3. La retribuzione comprende la retribuzione di base, l’indennità integrativa speciale, la tredicesima mensilità e tutti gli emolumenti spettanti ai sensi delle vigenti disposizioni. I pagamenti, nonché i corrispettivi di contratti di ricerca, avvengono centralmente e con cadenza mensile. L’Ateneo si impegna ad aumentare i compensi in relazione alla crescita delle aliquote contributive previste annualmente dalle leggi finanziarie.
4. Al titolare del contratto compete altresì il trattamento di fine rapporto.
Art. 10
(Inquadramento nel ruolo di ricercatore a tempo determinato)
Nella prima applicazione del seguente regolamento vengono inquadrati, a domanda, come ricercatori a tempo determinato coloro che, nella posizione di “ricercatore dalla comprovata esperienza” (cioè in possesso del dottorato di ricerca o titolo equivalente conseguito in Italia o all’estero, oppure con almeno quattro anni di esperienza nella ricerca a decorrere dal momento in cui hanno ottenuto il diploma che dà accesso diretto agli studi di dottorato nel paese in cui hanno ottenuto la laurea o il diploma di laurea), in almeno tre anni accademici anche non consecutivi nel quinquennio accademico 2002/2008 presso l’Ateneo di Torino siano stati titolari di borse di studio e/o assegni e/o contratti di collaborazione coordinata continuativa e/o abbiano tenuto un corso ufficiale di insegnamento nella tipologia “professore a contratto”.
Art. 11
(Periodo di prova)
1. Il ricercatore a tempo determinato è soggetto a un periodo di prova della durata di tre mesi.
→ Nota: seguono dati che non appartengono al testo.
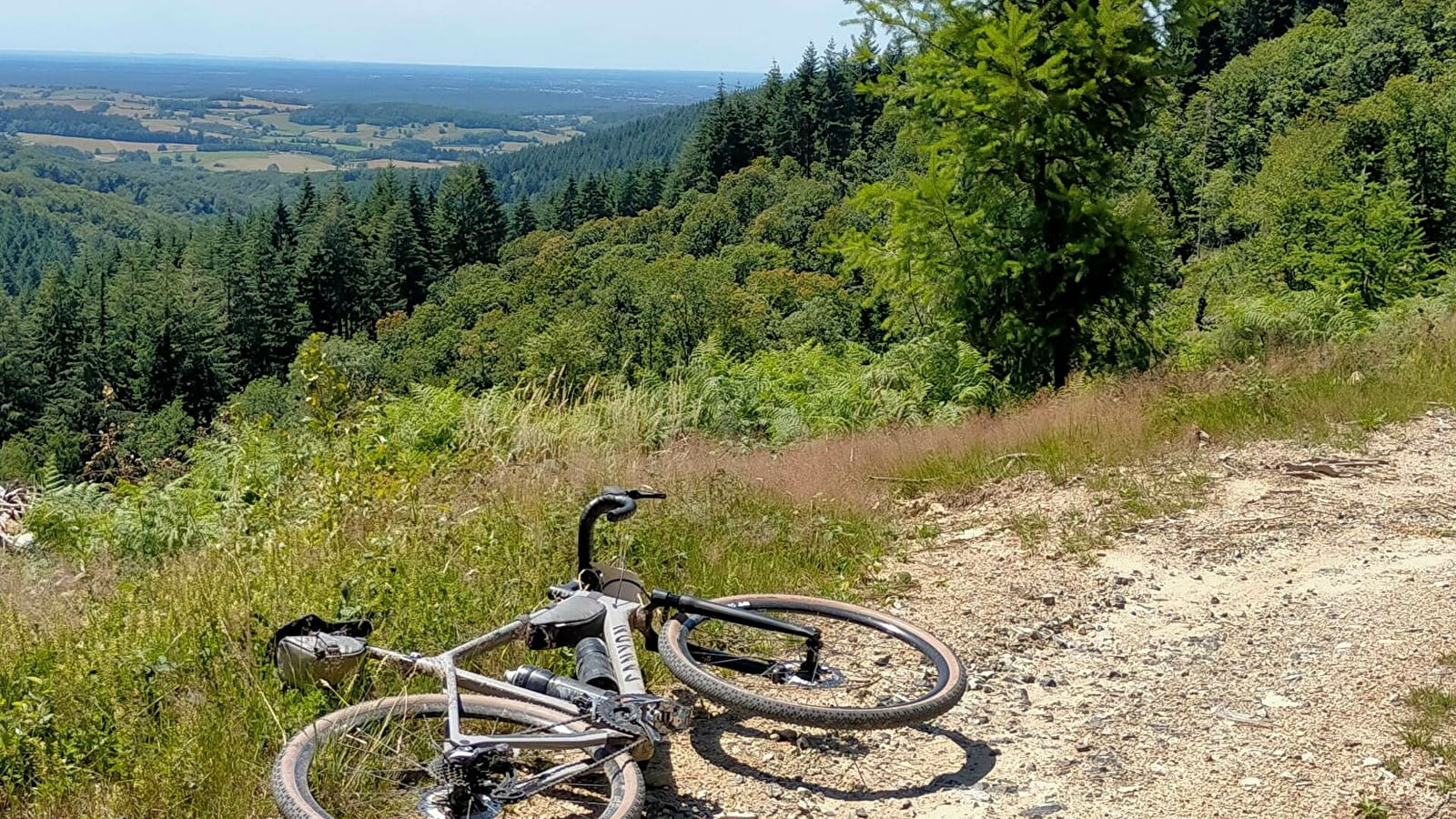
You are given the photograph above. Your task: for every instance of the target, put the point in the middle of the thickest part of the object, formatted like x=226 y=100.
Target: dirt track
x=1244 y=659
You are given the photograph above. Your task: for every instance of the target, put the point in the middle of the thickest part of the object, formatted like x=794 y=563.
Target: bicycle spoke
x=865 y=668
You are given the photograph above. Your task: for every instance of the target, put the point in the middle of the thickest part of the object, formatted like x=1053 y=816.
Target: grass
x=1431 y=726
x=1330 y=395
x=135 y=651
x=130 y=698
x=1370 y=807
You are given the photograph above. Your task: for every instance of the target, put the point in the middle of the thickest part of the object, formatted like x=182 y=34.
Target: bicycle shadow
x=839 y=756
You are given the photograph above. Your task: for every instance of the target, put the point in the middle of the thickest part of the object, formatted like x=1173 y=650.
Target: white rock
x=1273 y=700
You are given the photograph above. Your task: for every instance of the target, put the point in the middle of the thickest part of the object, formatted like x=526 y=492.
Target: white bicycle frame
x=626 y=671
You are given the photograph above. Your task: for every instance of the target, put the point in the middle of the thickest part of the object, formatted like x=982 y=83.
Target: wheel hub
x=794 y=673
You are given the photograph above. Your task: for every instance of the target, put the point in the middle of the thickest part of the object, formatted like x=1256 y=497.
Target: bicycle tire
x=948 y=690
x=290 y=775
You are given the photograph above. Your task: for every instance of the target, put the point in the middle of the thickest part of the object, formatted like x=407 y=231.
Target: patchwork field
x=102 y=147
x=258 y=123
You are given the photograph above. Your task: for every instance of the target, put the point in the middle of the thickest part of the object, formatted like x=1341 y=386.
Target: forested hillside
x=906 y=227
x=386 y=395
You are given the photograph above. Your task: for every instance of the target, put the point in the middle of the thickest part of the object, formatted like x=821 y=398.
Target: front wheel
x=383 y=760
x=873 y=671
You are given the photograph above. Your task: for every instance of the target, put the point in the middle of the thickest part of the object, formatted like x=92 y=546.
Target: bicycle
x=538 y=743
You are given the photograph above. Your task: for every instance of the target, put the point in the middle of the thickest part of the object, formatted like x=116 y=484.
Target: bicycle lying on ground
x=545 y=745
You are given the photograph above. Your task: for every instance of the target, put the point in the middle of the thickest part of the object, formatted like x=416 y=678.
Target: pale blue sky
x=587 y=34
2. Durante il periodo di prova ciascuna delle due parti può recedere dal rapporto in qualsiasi momento senza obbligo di preavviso.
3. Il periodo di prova non può essere rinnovato o prorogato alla scadenza.
Art. 12
(Recesso)
1. Ai sensi dell’art. 2119 del Codice Civile ciascuno dei contraenti può recedere dal contratto prima della scadenza del termine qualora si verifichi una causa che non consenta la prosecuzione, anche provvisoria, del rapporto.
2. L’Amministrazione può inoltre recedere dal contratto come nei casi stabiliti dalla legge per i contratti di lavoro di tipo subordinato.
Art. 13
(Norme abrogative e finali)
1. A decorrere dalla data di entrata in vigore del presente regolamento l’Università di Torino non potrà più stipulare contratti parasubordinati e atipici per svolgere attività di ricerca e di didattica.
2. Per quanto non previsto specificatamente nel presente regolamento, in materia di assenze e di incompatibilità o cumulo di impieghi, si osservano le norme previste per i ricercatori universitari confermati a tempo pieno.
Art. 14
(Entrata in vigore)
Il presente regolamento entra in vigore il giorno successivo alla sua pubblicazione all’albo ufficiale di Ateneo.